Incidents/2023-05-05 wdqs not updating in codfw
document status: draft
Summary
Incident ID | 2023-05-05 wdqs not updating in codfw | Start | 2023-05-04T10:00 |
---|---|---|---|
Task | T336134 | End | 2023-05-10T10:30 |
People paged | 0 | Responder count | 3 |
Coordinators | None | Affected metrics/SLOs | WDQS update lag |
Impact | End users accessing WDQS from the CODFW region received stale results. |
…
The rdf-streaming-updater application in CODFW became unstable and stopped sending updates, resulting in stale data for users connecting through CODFW.
Timeline
2023-05-04T10:00
: the streaming updater flink job stopped to function in codfw for both WDQS and WCQS- user impact starts: stale results are seen when using WDQS from a region that hits CODFW
- reason is likely https://issues.apache.org/jira/browse/FLINK-22597
2023-05-05T16:22
: the problem is reported by Bovlb via https://www.wikidata.org/wiki/Wikidata:Report_a_technical_problem/WDQS_and_Search2023-05-05T19:00
: the flink jobmanager container is manually restarted and the jobs resume but the WDQS one is very unstable (k8s is heavily throttling cpu usage and taskmanager mem usage grows quickly)- (assumptions) because the job was backfilling 1day of data it required more resources than usual, though this is not the first time that a backfill happens (e.g. k8s cluster upgrades went well)
- (assumptions) because the job was resource constrained rocksdb resource compaction did not happen in a timely manner
2023-05-05T21:00
: the job fails again2023-05-06T10:00
: the job resumes (unknown reasons)2023-05-06T19:00
: the job fails again- Seeing jvm OutOfMemoryError
- The checkpoint it tries to recover from is abnormally large (6G instead of 1.5G usually), assumption is that rocksdb compaction did not occur properly
2023-05-07T17:27
: this ticket is created as UBN2023-05-08T16:00
: wdqs in CODFW is depooled- user impact ends
2023-05-09T14:00
: increasing taskmanager memory from 1.9G to 2.5G did not help2023-05-09T14:00
: starting the job from yarn using across 12 containers with 5G did help- the job recovered and started to produce reasonable checkpoint sizes
2023-05-10T00:00
: lag is back to normal on all wdqs servers2023-05-10T10:30
: the job is resumed from k8s@codfw
Detection
Prometheus alerts for the WCQS cluster fired starting at 2023-05-04T1030
. Alerts were dispatched via email, with subject RdfStreamingUpdaterFlinkJobUnstable .

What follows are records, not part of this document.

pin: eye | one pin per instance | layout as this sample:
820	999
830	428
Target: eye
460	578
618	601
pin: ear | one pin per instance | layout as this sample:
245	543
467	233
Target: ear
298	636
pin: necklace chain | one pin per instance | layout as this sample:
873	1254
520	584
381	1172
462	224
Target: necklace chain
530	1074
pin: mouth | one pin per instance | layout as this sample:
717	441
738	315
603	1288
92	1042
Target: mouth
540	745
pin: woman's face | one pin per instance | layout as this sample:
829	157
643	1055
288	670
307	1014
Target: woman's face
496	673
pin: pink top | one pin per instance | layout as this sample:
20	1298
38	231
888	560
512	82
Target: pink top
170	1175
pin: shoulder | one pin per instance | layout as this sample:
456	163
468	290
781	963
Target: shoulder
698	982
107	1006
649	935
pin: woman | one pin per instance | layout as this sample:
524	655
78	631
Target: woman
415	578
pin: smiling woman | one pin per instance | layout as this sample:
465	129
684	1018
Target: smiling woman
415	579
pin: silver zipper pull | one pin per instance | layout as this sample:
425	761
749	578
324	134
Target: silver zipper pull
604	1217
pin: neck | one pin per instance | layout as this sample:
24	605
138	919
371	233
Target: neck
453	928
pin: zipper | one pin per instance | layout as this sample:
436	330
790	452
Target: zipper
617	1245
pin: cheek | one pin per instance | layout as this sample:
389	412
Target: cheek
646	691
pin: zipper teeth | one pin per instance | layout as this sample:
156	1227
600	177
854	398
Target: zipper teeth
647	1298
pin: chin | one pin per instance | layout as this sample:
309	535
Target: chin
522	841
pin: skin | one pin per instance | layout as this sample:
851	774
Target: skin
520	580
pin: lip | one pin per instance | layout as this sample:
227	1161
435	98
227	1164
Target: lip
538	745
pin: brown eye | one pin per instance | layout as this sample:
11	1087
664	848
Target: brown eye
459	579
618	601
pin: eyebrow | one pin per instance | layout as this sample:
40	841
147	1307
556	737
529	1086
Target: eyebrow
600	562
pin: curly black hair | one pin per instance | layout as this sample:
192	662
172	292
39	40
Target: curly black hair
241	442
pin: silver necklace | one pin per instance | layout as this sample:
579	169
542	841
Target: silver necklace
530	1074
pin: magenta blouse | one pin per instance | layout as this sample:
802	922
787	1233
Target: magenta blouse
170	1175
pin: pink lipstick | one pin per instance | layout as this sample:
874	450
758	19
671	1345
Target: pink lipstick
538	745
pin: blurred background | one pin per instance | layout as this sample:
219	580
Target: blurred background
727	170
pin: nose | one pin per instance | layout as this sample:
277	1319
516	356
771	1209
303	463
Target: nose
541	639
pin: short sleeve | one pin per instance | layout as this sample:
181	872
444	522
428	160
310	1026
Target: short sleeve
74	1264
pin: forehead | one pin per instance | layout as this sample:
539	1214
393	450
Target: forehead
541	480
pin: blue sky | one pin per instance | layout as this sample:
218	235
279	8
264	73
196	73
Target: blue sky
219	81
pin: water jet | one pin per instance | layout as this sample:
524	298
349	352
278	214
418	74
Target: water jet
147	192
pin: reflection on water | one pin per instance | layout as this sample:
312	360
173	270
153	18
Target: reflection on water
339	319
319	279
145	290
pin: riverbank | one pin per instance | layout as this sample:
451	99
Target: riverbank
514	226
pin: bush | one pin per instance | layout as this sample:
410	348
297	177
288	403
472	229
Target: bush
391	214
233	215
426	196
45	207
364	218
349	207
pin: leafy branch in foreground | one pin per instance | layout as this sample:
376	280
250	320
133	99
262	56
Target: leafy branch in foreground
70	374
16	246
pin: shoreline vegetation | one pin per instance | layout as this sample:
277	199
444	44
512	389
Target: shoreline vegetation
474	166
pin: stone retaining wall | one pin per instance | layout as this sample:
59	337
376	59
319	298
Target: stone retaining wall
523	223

WDQS cluster alerts started a bit later, at 2023-05-05T1908.
In addition to the above subject, WDQS alerts also included the subject RdfStreamingUpdaterHighConsumerUpdateLag.
The alerts correctly identified the problem and linked to the appropriate documentation.
Conclusions
What went well?
- The community recognized and alerted us to the issue.
What went poorly?
- The alert was not treated with the appropriate urgency.
- Remediation steps (temporarily shifting the streaming updater from Kubernetes to Yarn, which has higher resource availability) were taken by a single person and may not be repeatable/documented.
Where did we get lucky?
User impact was limited, as the issue was confined to CODFW. The issue itself only resulted in stale results, as opposed to a complete lack of service.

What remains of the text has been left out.